Depending on what you use as standard, you will come to different conclusions about what is an error.

Counting and coarsely classifying surface variabilities is protoscientific at best. Counting does not make science, or even useful practice, since interventions on the basis of surface variability will merely peck away at the margins of an issue. A focus on superficial similarities blocks our ability to see deeper relationships and subtleties. It disconnects performance fragments from the context that brought them forth, from the context that accompanied them; that gave them meaning; and that holds the keys to their explanation. Instead it renders performance fragments denuded: as uncloaked, context-less, meaningless shrapnel scattered across broad classifications in the wake of an observer's arbitrary judgment.

Second, while the original Fitts and Jones legacy lives on very strongly in human factors (for example in Norman (1994) who calls technology something that can make us either smart or dumb), human error classification systems often pay little attention to systematic and detailed nature of the connection between error and people's tools. According to Helmreich (2000), "errors result from physiological and psychological limitations of humans. Causes of error include fatigue, workload, and fear, as well as cognitive overload, poor interpersonal communications, imperfect information processing, and flawed decision making" (p. 781). Gone are the systematic connections between people's assessments and actions on the one hand, and their tools and tasks on the other. In their place are purely human causes—sources of trouble that are endogenous; internal to the human component. Shappell and Wiegmann, following the original Reason (1990) division between latent failures and active failures, merely list an undifferentiated "poor design" only under potential organizational influences—the fourth level up in the causal stream that forms HFACS. Again, little effort is made to probe the systematic connections between human error and the engineered environment that people do their work in. The gaps that this leaves in our understanding of the sources of failure are daunting.

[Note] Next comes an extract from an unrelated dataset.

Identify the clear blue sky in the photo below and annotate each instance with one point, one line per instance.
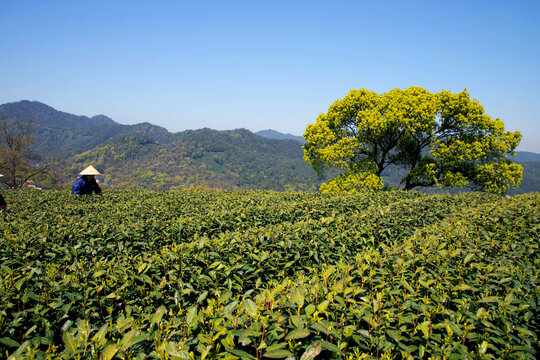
(259, 65)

Third, Fitts and Jones remind us that it is counterproductive to say what people failed to do or should have done, since none of that explains why people did what they did (Dekker, 2001). With the intention of explaining why people did what they did, error classification systems help investigators label errors as "poor decisions", "failures to adhere to brief", "failures to prioritize attention", "improper procedure", and so forth (Shappell & Wiegmann, 2001, p. 63). These are not explanations, they are judgments. Similarly, they rely on fashionable labels that do little more than saying "human error" over and over again, re-inventing it under a more modern guise:

• Loss of CRM (Crew Resource Management) is one name for human error—the failure to invest in common ground, to share data that, in hindsight, turned out to have been significant.
• Complacency is also a name for human error—the failure to recognize the gravity of a situation or to adhere to standards of care or good practice.
• Non-compliance is a name for human error—the failure to follow rules or procedures that would keep the job safe.
• Loss of situation awareness is another name for human error—the failure to notice things that in hindsight turned out to be critical.
Instead of explanations of performance, these labels are judgments. For example, we judge people for not noticing what we now know to have been important data in their situation, calling it their error—their loss of situation awareness.